Saturday, October 26, 2013

Red Belt

It seemed like just yesterday when she asked if she could take after-school Tae Kwon Do lessons in the schoolyard of her Montessori kindergarten.  Click on the link to coo at the cuteness!


She says she's too old to be called cute any longer.  But, she's still taking Tae Kwon Do lessons with the same instructor, Anton Kasabov.  He doesn't believe in progressing kids through the "junior" belts like some TKD schools so that kids can brag about attaining black belts after 2-3 years.  His students earn the same belts as adults when they master the same standards as adults.

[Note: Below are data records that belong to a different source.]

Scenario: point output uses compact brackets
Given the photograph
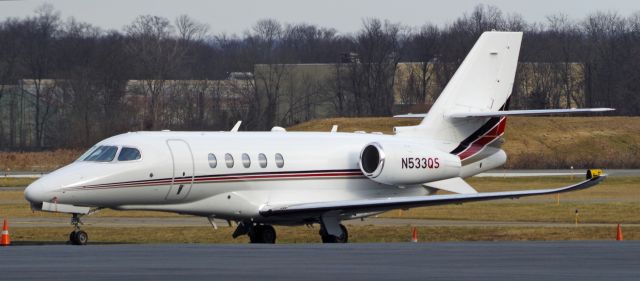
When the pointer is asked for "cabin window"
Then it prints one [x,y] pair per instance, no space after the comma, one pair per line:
[229,160]
[104,153]
[84,155]
[129,154]
[213,161]
[263,160]
[279,160]
[246,160]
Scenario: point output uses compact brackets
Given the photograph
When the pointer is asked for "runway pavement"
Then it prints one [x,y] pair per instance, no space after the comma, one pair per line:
[191,221]
[576,260]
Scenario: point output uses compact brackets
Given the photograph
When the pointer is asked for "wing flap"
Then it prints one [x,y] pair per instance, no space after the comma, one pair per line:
[455,185]
[385,204]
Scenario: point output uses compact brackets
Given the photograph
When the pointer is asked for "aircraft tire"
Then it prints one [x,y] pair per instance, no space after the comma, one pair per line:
[263,234]
[79,237]
[327,238]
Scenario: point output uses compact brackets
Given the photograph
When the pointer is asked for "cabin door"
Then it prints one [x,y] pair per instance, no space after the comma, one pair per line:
[182,169]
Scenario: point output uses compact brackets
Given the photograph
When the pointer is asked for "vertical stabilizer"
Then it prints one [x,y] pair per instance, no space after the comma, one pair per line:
[482,83]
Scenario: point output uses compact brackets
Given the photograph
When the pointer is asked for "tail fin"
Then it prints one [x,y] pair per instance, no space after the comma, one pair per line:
[482,83]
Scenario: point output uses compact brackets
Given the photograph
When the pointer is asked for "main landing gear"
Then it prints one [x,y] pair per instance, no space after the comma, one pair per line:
[331,231]
[77,236]
[262,233]
[328,238]
[258,233]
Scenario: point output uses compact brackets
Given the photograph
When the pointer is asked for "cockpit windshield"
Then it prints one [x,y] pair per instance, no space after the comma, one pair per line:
[103,153]
[128,154]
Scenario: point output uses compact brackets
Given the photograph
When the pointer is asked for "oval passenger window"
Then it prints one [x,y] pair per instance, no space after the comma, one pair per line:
[279,160]
[246,161]
[229,159]
[263,160]
[213,161]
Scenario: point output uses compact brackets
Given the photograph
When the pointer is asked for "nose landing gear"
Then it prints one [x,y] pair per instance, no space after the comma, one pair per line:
[77,236]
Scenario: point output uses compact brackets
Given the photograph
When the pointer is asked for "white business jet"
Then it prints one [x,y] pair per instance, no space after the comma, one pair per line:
[260,179]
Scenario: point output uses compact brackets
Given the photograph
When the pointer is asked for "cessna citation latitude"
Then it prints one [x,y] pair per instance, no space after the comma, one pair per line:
[261,179]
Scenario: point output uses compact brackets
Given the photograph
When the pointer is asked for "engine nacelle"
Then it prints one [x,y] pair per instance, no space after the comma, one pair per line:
[407,164]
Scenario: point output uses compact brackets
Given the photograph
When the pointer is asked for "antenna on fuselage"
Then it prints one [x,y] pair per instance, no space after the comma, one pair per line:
[236,126]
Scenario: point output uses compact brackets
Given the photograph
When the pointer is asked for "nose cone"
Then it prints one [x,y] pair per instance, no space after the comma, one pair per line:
[36,192]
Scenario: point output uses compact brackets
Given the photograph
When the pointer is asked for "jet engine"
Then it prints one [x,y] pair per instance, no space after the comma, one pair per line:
[407,164]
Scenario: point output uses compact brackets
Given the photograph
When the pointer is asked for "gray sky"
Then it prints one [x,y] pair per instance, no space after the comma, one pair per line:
[236,16]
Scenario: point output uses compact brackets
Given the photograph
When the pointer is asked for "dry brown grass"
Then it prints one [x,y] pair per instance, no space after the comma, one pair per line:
[360,233]
[15,182]
[536,142]
[42,161]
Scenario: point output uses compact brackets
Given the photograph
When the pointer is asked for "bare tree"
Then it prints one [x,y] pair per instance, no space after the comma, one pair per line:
[156,54]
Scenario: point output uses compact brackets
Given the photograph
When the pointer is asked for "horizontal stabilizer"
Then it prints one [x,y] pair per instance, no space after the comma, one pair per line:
[526,112]
[455,185]
[411,115]
[385,204]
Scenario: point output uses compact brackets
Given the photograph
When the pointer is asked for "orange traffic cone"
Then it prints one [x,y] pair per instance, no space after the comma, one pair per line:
[5,235]
[414,236]
[619,234]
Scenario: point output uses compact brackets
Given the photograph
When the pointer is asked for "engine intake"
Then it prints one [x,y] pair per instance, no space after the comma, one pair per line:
[372,160]
[395,163]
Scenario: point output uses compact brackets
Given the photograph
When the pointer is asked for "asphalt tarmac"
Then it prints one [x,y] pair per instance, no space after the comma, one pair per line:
[573,260]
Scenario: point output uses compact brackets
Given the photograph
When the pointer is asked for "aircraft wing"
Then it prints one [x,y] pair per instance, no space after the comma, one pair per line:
[385,204]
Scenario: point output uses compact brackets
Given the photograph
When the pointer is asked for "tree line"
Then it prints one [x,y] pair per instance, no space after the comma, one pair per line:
[65,83]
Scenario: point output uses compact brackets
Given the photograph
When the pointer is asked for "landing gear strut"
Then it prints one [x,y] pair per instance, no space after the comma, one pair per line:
[262,233]
[328,238]
[77,236]
[258,233]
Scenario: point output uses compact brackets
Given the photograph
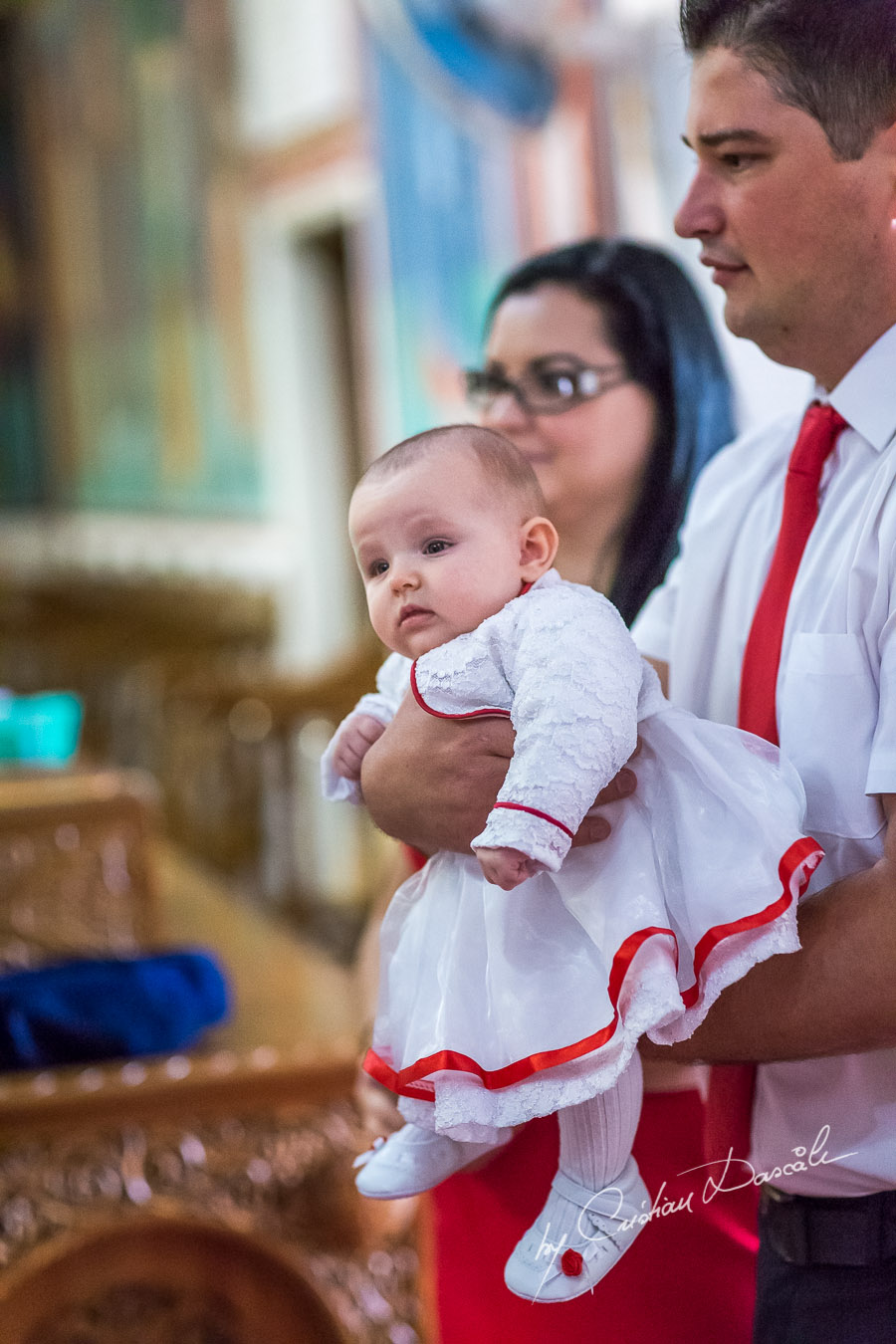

I tried to take a video of this kick so you could hear the kick.  But, the camera and lighting were not good enough to catch this high-speed kick.  Just imagine a very loud and solid THWAP!

A year ago, I watched as he taught her a new move where they run towards a punching bag, kick it forwards, then spin around and kick it from behind with the other leg.  I thought that was an impossible thing to ask of her.  She couldn't do it without falling over.

Yet, the red belt students could do the move.  Some of them were even landing the second kick at the target area on the bag while spinning and not looking.  Fast forward a year, and she can do that, too.  It's a testament to the power of practice and training.

After class, he tied the red belt around her waist.  A fellow student is holding her blue belt with one black stripe.  Anton uses the same belt color system as the dojo he belongs to in Korea.  Her plan is to continue studying with him to earn a black stripe on the red belt (as two of her older classmates have already done) and then the black belt before college.
Anton estimates that about 90% of his beginning students are boys, but the majority of his advanced students are girls.  Where have we seen these lopsided statistics before?  He says most boys simply lose interest when they discover how much work and how long it takes to earn a black belt with him.  One HS-aged male student of Anton's earned a black belt this year, and he is one seriously focused kid (in many aspects of his life).  It's a good peer group.

This video, taken just before her 6th birthday party, always makes me smile.


Like many martial arts instructors in Los Angeles, her teacher also works as an actor.  Enjoy his demo reel.

Friday, October 25, 2013

Visual rhymes and other stuff

No one asked why I care so deeply about the possible sale of DIA's art collection, which I've never even seen in person. But I feel like it is important to explain what art is worth beyond price.

In high school, I visited the San Francisco Museum of Modern Art (SFMOMA) with an art teacher.  We didn't have enough time in the galleries for all the things I wanted to explore so I went back later on my own.

Museum gallery admissions can get prohibitively expensive so I shelled out for a student annual membership so I could stop by any time I like without incurring additional expense.  Pretty soon, the museum became a third place, a home away from home.

I was already aware of Henri Matisse and spent quite a bit of time standing and sitting in front of The Girl with the Green Eyes and comparing it to Woman in a Hat. In the days before "color correctors" were sold in drugstores, I had never thought about greenish undertones in skin before. Then I noticed it everywhere.
But the value of a permanent collection goes beyond big name artists. I would never have heard about Max Beckman if I hadn't seen Woman at her Toilette.
When I looked across the gallery, I saw Landscape, Cannes and recognized the arms in the palm tree trunks.

Even though I don't live in San Francisco any longer, I enjoy revisiting the permanent collection.  They are a part of my youth; they belong to me in a deeply personal way.  While walking and looking in those galleries, I honed an ability to .see.

I simply cannot stand by and let the children of Detroit be robbed of their patrimony.   A lifelong relationship to art is not easily valued on a spreadsheet.  But it has value and meaning.